EL GRITO QUE LA OPULENCIA IGNORA
LA CRÓNICA DE MORELOS. Jueves 20 de marzo de 2025.
EDITORIAL
En México, hay un grito que no cesa, un eco de nombres que resuena en campos, montañas y fosas: los nombres de los desaparecidos. Hoy, en el rancho Izaguirre, ubicado en Teuchitlán, Jalisco, ese grito se volvió desgarrador. Madres y padres, con las manos curtidas de tanto buscar, llegaron con la esperanza de encontrar un rastro, una pista, algo que les devolviera a sus hijos, aunque fuera en forma de un hueso que pudieran llorarle. Pero lo que hallaron fue un terreno aplanado, manipulado, una escena alterada que les arrancó hasta la última chispa de ilusión.
“¡Está cambiado, lo barrieron todo!”, exclamaban, mientras otras voces se quebraban llamando a sus familiares, como si el viento pudiera devolverles una respuesta.
Llevan años así, algunos más de una década, caminando sobre la indiferencia, rascando la tierra con sus propios recursos, enfrentándose a amenazas y al silencio ensordecedor de un Estado que les ha fallado.
Más de 120 mil personas desaparecidas, según los registros oficiales, pero cada número es una vida, una familia destrozada, un padre o una madre que no descansa. En el rancho Izaguirre, donde el colectivo Guerreros Buscadores de Jalisco destapó un campo de horror —restos óseos, hornos crematorios, cientos de pertenencias—, las autoridades habían pasado antes, en septiembre de 2024, y supuestamente “aseguraron” el lugar. Sin embargo, fueron estas familias, no el Estado, quienes revelaron la magnitud de la tragedia. Y hoy, al regresar, se toparon con la cruda evidencia de que incluso esa verdad les está siendo arrebatada.
Mientras tanto, quienes gobiernan este país se regodean en la opulencia.

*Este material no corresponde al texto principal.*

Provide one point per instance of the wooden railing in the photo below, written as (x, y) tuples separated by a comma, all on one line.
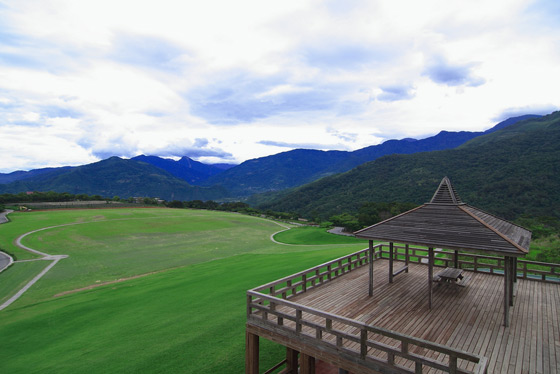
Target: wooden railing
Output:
[(268, 306), (530, 270), (295, 284)]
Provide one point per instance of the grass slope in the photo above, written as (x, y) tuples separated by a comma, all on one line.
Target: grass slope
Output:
[(188, 317)]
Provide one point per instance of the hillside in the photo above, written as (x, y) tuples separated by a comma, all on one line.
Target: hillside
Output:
[(115, 177), (300, 166), (509, 172)]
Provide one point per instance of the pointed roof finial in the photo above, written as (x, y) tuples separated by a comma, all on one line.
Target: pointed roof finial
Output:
[(446, 194)]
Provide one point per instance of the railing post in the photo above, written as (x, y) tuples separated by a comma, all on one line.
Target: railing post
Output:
[(249, 302), (363, 344), (370, 292), (391, 250), (251, 353), (406, 257), (452, 365)]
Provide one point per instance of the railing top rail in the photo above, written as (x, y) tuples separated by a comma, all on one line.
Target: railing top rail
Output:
[(295, 275)]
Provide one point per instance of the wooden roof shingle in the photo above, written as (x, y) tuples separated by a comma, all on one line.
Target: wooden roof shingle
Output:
[(447, 222)]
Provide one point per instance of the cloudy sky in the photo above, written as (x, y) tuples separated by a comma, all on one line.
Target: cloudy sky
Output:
[(226, 81)]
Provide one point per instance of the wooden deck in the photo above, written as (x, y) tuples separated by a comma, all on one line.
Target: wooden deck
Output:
[(467, 318), (329, 307)]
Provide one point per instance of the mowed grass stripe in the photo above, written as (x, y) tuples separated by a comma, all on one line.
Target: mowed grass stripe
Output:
[(188, 320), (188, 317)]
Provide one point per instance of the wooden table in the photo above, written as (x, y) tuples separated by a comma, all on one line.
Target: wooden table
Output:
[(450, 275)]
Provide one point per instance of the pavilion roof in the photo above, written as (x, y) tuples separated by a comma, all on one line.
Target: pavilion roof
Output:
[(447, 222)]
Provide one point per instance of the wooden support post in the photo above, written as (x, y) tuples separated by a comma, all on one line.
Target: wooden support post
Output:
[(307, 364), (506, 290), (406, 257), (391, 250), (291, 361), (456, 260), (371, 257), (251, 353), (430, 274)]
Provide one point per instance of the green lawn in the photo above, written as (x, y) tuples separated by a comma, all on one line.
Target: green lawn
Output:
[(315, 235), (187, 317)]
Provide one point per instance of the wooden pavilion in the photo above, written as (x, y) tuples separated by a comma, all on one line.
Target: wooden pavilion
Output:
[(447, 222), (333, 313)]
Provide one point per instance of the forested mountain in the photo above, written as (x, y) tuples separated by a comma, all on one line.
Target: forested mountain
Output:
[(300, 166), (513, 171), (151, 176), (189, 170), (116, 177), (21, 175)]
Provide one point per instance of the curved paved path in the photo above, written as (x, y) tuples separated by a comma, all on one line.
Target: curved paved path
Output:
[(5, 259), (45, 256)]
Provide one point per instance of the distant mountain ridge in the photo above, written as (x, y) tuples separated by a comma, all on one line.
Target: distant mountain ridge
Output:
[(187, 169), (116, 177), (300, 166), (509, 172), (186, 179)]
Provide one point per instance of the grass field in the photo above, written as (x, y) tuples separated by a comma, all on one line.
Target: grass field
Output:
[(186, 315)]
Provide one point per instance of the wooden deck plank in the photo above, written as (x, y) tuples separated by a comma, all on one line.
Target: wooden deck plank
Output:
[(468, 318)]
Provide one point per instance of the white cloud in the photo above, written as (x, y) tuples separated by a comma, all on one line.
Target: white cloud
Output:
[(221, 80)]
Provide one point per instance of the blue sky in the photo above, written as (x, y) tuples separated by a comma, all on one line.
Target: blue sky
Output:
[(223, 81)]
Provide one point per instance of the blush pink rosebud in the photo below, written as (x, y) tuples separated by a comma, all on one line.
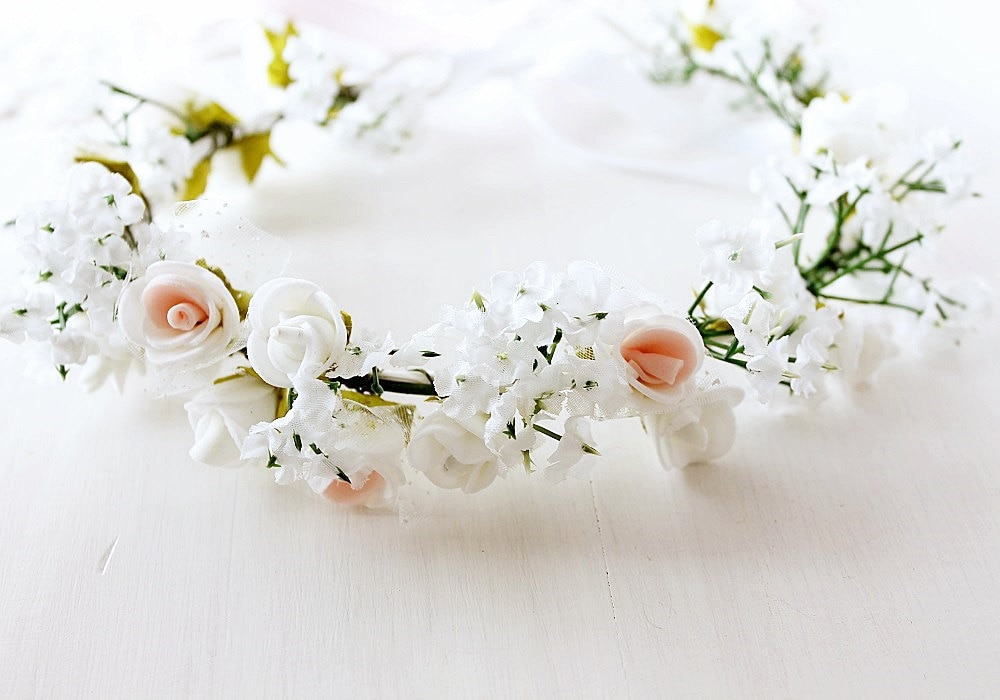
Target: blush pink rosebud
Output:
[(662, 354), (179, 312)]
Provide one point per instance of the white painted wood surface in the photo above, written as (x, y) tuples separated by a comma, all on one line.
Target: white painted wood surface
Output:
[(847, 551)]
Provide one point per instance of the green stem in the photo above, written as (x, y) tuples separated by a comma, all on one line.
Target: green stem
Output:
[(698, 299), (143, 99), (393, 383), (874, 302)]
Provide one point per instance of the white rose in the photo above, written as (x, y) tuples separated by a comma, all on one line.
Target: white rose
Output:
[(295, 328), (695, 434), (221, 417), (179, 312), (452, 456)]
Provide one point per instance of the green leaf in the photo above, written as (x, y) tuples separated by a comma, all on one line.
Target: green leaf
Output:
[(254, 148), (198, 180), (208, 116), (118, 167), (242, 298), (277, 69), (348, 323)]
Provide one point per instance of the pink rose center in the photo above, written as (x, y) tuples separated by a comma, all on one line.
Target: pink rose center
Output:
[(172, 307), (339, 491), (185, 316), (660, 356)]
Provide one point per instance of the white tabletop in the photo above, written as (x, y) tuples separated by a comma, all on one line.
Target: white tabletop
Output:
[(846, 550)]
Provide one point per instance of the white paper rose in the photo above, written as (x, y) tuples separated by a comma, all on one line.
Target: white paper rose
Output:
[(451, 456), (295, 329), (179, 312), (221, 417), (696, 434), (662, 353)]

Encerrados en sus palacios de poder, los de la autoproclamada 4T y toda la clase política en general —una bola de bandidos bien alimentados— disfrutan de exorbitantes recursos mensuales, de privilegios que les blindan de la realidad. Desde sus oficinas climatizadas y sus camionetas blindadas, no pueden ni podrán jamás ponerse en los zapatos de estas madres y padres. ¿Cómo podrían? Ellos no saben lo que es cargar un pico bajo el sol abrasador, dormir con el alma en vilo, o gritar un nombre que no responde.
No entienden el peso de la incertidumbre porque sus hijos duermen seguros, sus mesas están llenas y sus bolsillos rebosan con el dinero de un pueblo al que han traicionado.
El Estado mexicano les debe a estas familias más que palabras vacías o discursos de austeridad fingida; les debe acción, justicia, respuestas. Les debe la dignidad de no tener que suplicar por un pedazo de verdad mientras la élite política se lava las manos y sigue engordando su cinismo.
México está de luto, y ese luto pesa en los hombros de estas madres y padres que, a pesar de todo, no se rinden. Su fuerza es un testimonio de amor, pero también una condena a un sistema podrido, donde los de arriba viven como reyes y los de abajo excavan entre ruinas, buscando lo que el poder les niega. Que su clamor no sea silenciado por la indiferencia de esos que, desde sus torres, miran sin ver.